MARIA - Foi difícil. Por um lado, a construção do personagem foi muito discutida com Olivier, pois na criação do casting, ela era diferente do que acabou sendo. Ela seria alguém tinha mais ou menos quarenta anos, e falava muito bem francês. Que teria uma aproximação maior para uma atriz francesa. Quando ele decidiu que eu iria interpretá-la, não somente mudou a idade da personagem, como também mudou muito o idioma. E ela acabou sendo originária de outro lugar. Por um lado é isso. Por outro é que o personagem de Maria, para mim, é o mais fascinante no filme. Pois ele é o único que muda realmente durante todo o roteiro.

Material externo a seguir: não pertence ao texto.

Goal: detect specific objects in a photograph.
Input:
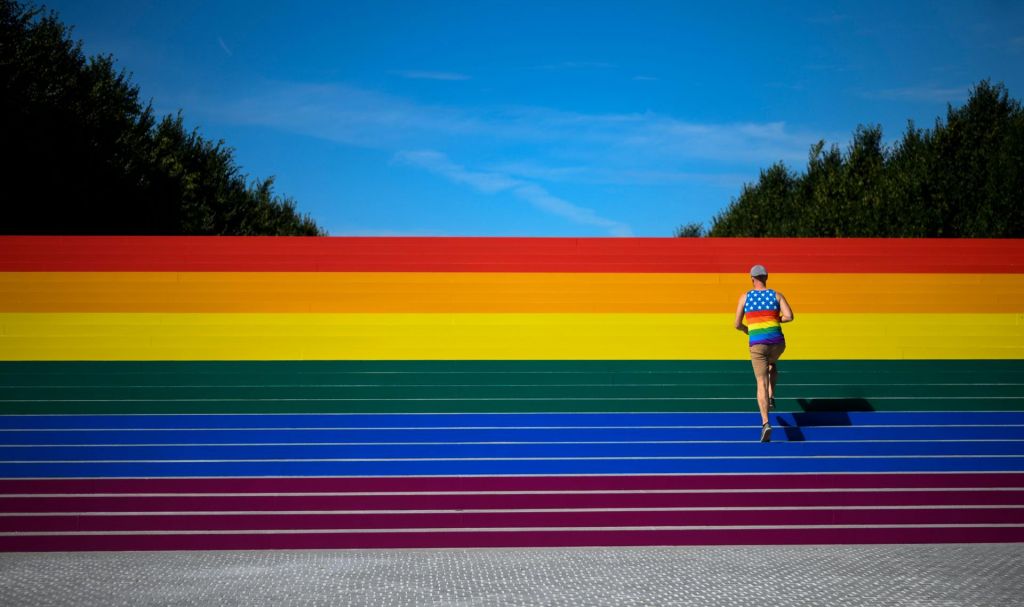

É o único de todos os personagens que não tem todas as informações. É o único que não sabe toda a verdade.  Por isso que ela tem essa reação. Pois ela percebe que todos mentiram, todos sabiam de algo, menos ela. E isso acaba por mudar sua vida. E ela fica sem ação, sem saber o que fazer. Acaba  sendo algo bonito no personagem. Porque a torna humana. Essa mudança repentina, quando ela não sabe o que fazer, mas que, finalmente se dá conta que não era esse o caminho correto a se tomar. Ela percebe que seu sobrinho merece conhecer a mãe. E foi isso o que mais me pareceu fascinante no personagem. Essa mudança.